One of the last commercial companies to get a federal thrift before Congress barred such deals, Federated plans to underwrite only mortgages through its FDS Bank in Mason, Ohio. All other types of loans and deposit products are being outsourced to NetBank.
Ameritrade Holding Corp. will provide securities brokerage, and insurance policies, including pet protection, will be arranged through Pivot, a Columbus, Ohio, unit of Wachovia Corp.
Federated is the latest in a series of commercial companies that have tried to crack the financial services market. Previous attempts have failed, as Sears shoppers proved more interested in buying socks than Dean Witter stocks from the retailer, and Ford customers felt more comfortable buying cars than Nationwide insurance from the automaker.
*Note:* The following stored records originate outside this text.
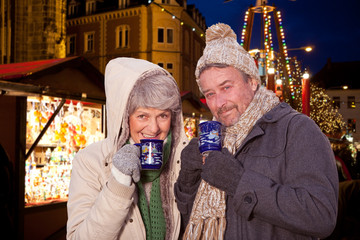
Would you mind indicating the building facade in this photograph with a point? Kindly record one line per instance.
(166, 32)
(32, 30)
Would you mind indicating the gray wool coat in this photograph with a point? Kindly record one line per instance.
(289, 188)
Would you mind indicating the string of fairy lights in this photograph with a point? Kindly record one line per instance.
(173, 16)
(292, 65)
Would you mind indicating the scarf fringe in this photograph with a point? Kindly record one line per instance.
(206, 229)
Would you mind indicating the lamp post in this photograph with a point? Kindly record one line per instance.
(306, 94)
(271, 79)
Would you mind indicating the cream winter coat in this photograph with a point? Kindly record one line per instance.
(99, 207)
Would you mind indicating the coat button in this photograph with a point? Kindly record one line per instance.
(248, 199)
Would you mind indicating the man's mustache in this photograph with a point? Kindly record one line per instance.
(226, 108)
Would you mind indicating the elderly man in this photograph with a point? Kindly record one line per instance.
(275, 177)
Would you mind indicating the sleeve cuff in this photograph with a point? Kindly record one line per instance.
(120, 189)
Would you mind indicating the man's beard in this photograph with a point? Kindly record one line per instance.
(225, 109)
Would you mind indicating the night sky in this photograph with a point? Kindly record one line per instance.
(332, 27)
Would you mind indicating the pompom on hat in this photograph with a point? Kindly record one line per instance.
(222, 47)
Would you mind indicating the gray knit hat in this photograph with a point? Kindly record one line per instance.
(222, 47)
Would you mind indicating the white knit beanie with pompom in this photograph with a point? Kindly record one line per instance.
(222, 47)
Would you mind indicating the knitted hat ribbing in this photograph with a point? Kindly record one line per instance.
(222, 47)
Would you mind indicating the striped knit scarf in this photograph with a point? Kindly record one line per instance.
(207, 219)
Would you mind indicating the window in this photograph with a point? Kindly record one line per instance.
(72, 8)
(352, 125)
(123, 4)
(160, 35)
(122, 36)
(170, 33)
(71, 43)
(90, 6)
(89, 42)
(336, 102)
(351, 102)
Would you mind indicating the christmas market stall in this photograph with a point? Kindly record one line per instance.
(50, 109)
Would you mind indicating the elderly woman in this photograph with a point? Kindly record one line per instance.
(110, 197)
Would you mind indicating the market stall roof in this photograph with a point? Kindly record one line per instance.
(72, 78)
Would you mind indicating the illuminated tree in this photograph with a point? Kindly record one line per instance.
(326, 116)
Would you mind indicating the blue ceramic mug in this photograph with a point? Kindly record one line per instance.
(209, 136)
(151, 153)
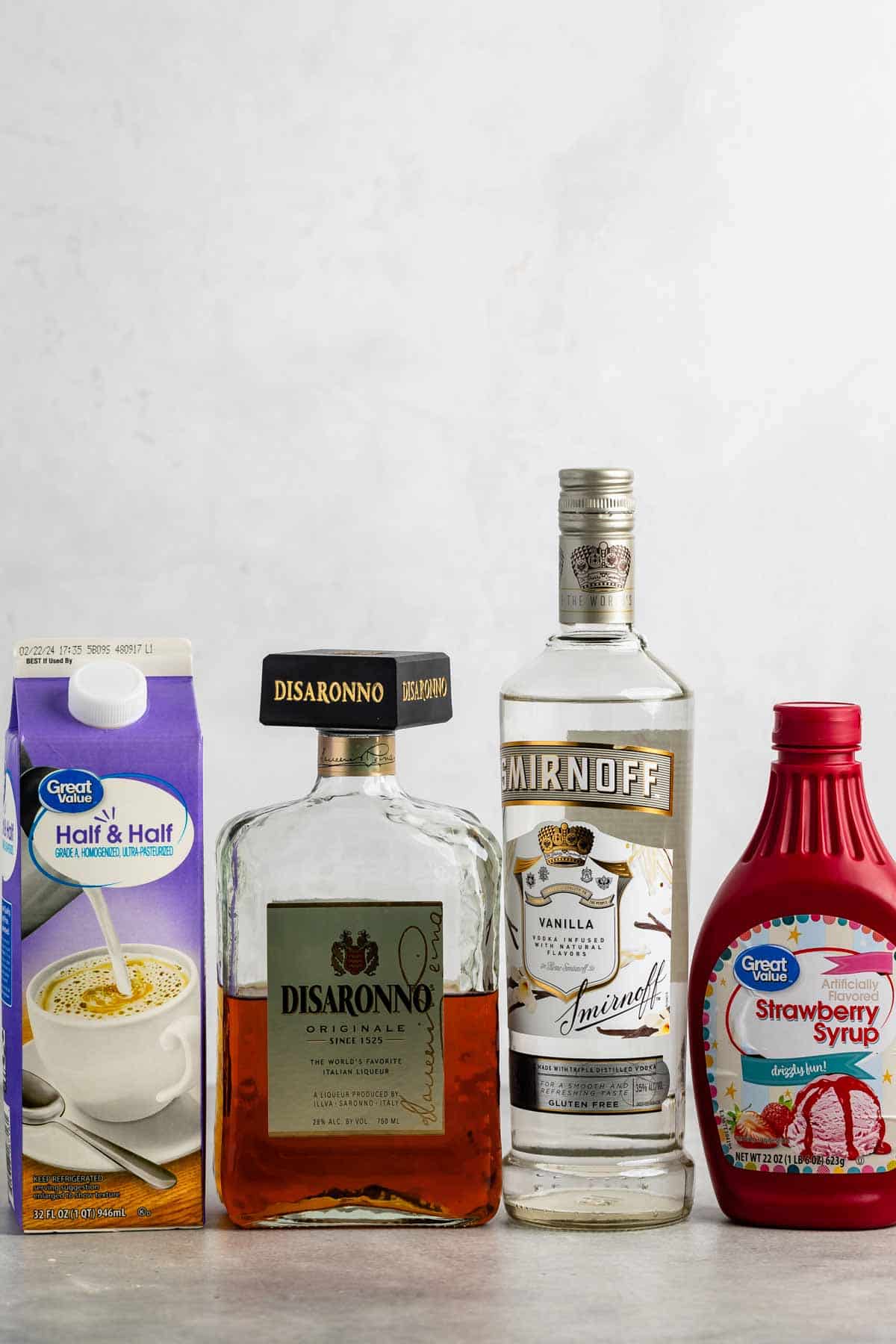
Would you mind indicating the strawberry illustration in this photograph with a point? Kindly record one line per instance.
(777, 1116)
(754, 1132)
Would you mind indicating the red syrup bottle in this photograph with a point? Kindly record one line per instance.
(791, 1001)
But in an interview Tuesday, Terry Gorbach, a Federated senior vice president, said the retail giant has learned from its predecessors' mistakes.
Unlike other retailers, Federated will not use its name, or its 450 stores in 34 states, to market financial products. The company's extensive research revealed that consumers do not want to buy financial products from Macy's, so Federated is farming out most of the products to other providers and selling them through an Internet site not branded to its department stores, www.iTrust.com, Mr. Gorbach said.
"We are not marketing to these customers as Bloomingdale's or Macy's," he said. "We're marketing as iTrust. "We're establishing a new presence in the financial services marketplace."
Federated plans to start by focusing on its 130,000 employees and 20 million credit card customers, but it plans to eventually target the general public.
Joseph A. Stieven, the director of financial institutions research at Stifel, Nicolaus & Co. in St. Louis, said he saw little reason to think of Federated as a threat to traditional financial services providers. "A lot of people have tried this, and people are going to find out that these banks are tougher competition than they think."
Still, the market is huge, and there is room for players like Federated, he said. "Even if they do prove to be successful, can you quantify who is it going to hurt? I just can't."
But Peter Wallison, a veteran of the wars over U.S. financial services policy and now a scholar at the American Enterprise Institute, said Federated's move should concern traditional providers, because the retailer is approaching the business in a new way, by focusing on the customer's need for a mortgage instead of the company's need to increase loan volume.
"I have a sense that the people who are looking at things from the standpoint of increasing the value of the customer relationship have a better idea of how to make money in the future than those who are just thinking about how to increase sales," he said.
Mr. Gorbach, who joined Federated in June after 20 years at American Express Co. and three years at GMAC, echoed that idea. While Federated will not try to leverage its brand, it does plan to use its expertise in marketing and satisfying customers, he said.
Federated, which has corporate offices in Cincinnati and New York, is one of the nation's leading department store retailers, with more than $18.4 billion of sales last year.
"It's bringing that culture of retail to the financial marketplace," Mr. Gorbach said. "It may be a breath of fresh air."